A lot of you were interested.  That post has received over 1000 hits.

The other shoe has now dropped.

In Estes v. Lanx, Inc., 2016 WL 211691 (N.D. Miss. Jan. 14, 2016), the court held that, yes indeed, a product liability claim grounded in an attack on the validity of the FDA’s §510k device clearance is barred under BuckmanBuckman, of course, interposed implied preemption against claims that are nothing more than attempts to enforce purported Food, Drug & Cosmetic Act (“FDCA”) “violations,” because the statute limited enforcement to the United States government.  531 U.S. at 549 n.4 (citing 21 U.S.C. §337(a)).  Buckman then distinguished the “parallel claim” concept enunciated in Medtronic, Inc. v. Lohr, 518 U.S. 470 (1996):

[Lohr’s] claims arose from the manufacturer’s alleged failure to use reasonable care in the production of the product, not solely from the violation of FDCA requirements.  In the present case, however, the fraud claims exist solely by virtue of the FDCA disclosure requirements.  Thus, although [Lohr] can be read to allow certain state-law causes of actions that parallel federal safety requirements, it does not and cannot stand for the proposition that any violation of the FDCA will support a state-law claim.

531 U.S. at 532-33 (Lohr citation omitted) (emphasis original).  “The conduct on which the claim is premised must be the type of conduct that would traditionally give rise to liability under state law − and that would give rise to liability under state law even if the FDCA had never been enacted.”  Estes, 2016 WL 211691, at *1 (citation and quotation marks omitted).

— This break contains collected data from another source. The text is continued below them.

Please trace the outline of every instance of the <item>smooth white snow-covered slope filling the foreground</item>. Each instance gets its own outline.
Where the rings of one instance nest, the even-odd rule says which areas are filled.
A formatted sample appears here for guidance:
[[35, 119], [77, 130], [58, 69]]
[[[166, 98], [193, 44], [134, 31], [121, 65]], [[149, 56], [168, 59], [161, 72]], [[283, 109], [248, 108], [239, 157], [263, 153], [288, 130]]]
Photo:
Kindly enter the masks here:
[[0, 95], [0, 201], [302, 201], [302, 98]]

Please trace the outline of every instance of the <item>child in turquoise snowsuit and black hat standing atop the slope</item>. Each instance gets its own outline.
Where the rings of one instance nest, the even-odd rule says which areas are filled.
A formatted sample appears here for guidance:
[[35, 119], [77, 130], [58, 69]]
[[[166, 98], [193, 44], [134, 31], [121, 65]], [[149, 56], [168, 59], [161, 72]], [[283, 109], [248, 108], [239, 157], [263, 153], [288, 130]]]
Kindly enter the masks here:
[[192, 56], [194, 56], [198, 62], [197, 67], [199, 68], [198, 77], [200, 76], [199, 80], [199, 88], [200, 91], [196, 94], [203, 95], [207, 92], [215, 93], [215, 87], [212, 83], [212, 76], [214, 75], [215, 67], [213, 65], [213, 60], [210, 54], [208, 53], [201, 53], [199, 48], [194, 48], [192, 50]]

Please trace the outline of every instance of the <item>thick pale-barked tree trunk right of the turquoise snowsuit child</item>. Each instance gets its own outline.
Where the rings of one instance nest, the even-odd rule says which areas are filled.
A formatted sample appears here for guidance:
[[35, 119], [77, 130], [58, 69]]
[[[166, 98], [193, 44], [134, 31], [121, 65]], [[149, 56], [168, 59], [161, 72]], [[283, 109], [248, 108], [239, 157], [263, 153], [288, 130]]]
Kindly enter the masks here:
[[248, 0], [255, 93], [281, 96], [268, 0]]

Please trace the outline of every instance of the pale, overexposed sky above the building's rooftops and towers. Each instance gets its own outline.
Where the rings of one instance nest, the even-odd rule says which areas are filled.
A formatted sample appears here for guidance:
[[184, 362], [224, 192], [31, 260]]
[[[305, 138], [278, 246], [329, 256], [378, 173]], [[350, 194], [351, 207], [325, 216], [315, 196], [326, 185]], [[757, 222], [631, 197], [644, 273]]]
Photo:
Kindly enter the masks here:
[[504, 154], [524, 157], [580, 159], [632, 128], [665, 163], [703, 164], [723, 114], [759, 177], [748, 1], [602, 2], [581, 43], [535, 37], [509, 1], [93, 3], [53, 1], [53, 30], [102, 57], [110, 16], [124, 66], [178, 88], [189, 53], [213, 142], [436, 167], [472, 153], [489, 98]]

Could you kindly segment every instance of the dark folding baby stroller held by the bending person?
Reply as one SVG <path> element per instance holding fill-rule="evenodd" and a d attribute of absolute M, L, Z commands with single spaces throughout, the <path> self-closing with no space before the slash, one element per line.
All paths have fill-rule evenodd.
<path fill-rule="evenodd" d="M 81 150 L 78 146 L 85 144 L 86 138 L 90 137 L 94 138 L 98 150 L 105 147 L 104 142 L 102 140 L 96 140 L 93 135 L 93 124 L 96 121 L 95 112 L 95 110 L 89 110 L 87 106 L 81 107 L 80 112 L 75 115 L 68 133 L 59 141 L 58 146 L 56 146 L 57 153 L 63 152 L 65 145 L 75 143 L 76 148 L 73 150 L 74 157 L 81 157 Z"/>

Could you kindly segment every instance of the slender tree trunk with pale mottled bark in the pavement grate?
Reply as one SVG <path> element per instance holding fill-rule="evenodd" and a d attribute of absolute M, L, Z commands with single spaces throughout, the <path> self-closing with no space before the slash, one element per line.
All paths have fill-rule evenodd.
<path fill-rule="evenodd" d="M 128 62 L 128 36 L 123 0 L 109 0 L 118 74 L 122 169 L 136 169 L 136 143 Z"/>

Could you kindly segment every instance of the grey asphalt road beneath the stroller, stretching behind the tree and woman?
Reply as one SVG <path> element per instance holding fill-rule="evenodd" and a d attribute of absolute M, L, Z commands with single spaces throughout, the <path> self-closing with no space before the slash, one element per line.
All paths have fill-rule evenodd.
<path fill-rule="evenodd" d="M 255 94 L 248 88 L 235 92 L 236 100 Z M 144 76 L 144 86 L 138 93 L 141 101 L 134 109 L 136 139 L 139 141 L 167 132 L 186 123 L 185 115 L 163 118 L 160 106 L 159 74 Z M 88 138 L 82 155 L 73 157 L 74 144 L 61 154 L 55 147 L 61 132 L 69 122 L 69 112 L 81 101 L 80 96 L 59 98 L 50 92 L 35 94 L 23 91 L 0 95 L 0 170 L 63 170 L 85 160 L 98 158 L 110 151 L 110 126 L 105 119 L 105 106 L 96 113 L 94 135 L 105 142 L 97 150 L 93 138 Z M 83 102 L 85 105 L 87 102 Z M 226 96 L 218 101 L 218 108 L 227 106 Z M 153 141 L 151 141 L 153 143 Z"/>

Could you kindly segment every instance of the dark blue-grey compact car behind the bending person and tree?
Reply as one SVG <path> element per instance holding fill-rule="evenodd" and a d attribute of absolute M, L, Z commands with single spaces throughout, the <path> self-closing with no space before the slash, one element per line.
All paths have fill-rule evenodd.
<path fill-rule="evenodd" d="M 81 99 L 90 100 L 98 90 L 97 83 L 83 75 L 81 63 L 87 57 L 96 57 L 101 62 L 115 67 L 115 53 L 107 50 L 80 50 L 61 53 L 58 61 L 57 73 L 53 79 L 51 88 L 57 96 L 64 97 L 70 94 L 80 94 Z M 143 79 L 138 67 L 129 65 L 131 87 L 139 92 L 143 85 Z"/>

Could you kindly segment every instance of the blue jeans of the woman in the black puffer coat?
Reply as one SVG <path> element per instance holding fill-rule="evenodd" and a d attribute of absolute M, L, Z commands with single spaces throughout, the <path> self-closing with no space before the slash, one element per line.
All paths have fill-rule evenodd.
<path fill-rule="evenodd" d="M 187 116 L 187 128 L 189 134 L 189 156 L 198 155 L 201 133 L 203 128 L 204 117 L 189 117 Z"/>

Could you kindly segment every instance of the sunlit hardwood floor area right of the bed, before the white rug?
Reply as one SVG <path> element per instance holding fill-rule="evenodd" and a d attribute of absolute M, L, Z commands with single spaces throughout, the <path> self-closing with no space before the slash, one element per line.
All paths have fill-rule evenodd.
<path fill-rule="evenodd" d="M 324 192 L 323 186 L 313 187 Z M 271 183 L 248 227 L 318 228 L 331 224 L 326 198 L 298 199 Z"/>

Buckman thus killed the Estes improper FDA clearance claim.  Whatever else one can say about that claim, if the FDCA didn’t exist, there wouldn’t be any requirement of FDA clearance for the defendant allegedly to have violated.  Therefore, that claim “exist[ed] solely by virtue of the FDCA”:

Plaintiff’s claims here are premised on [defendant’s] failure to submit a standalone 510(k) premarket notification. . . .  [Plaintiff] contends that the [product] should not have been available for use because it was not cleared by the FDA, and that [defendant] was negligent in releasing the system without proper FDA clearance or fraudulently concealed that fact. . . .  Accordingly, Plaintiff’s fraud claim is based and premised on [defendant’s] alleged violation of the FDCA.  Plaintiff’s fraud claim solely arises out of the alleged violation of the FDCA, not state substantive law.  Thus, Plaintiff’s claims are preempted.

Id. at *2 (citations omitted).  That’s about as straightforward as one can get.  If, when the FDCA is removed from the picture, the basis for the state-law claim goes away as well, then there never was any claim to start with.  Buckman sees to that.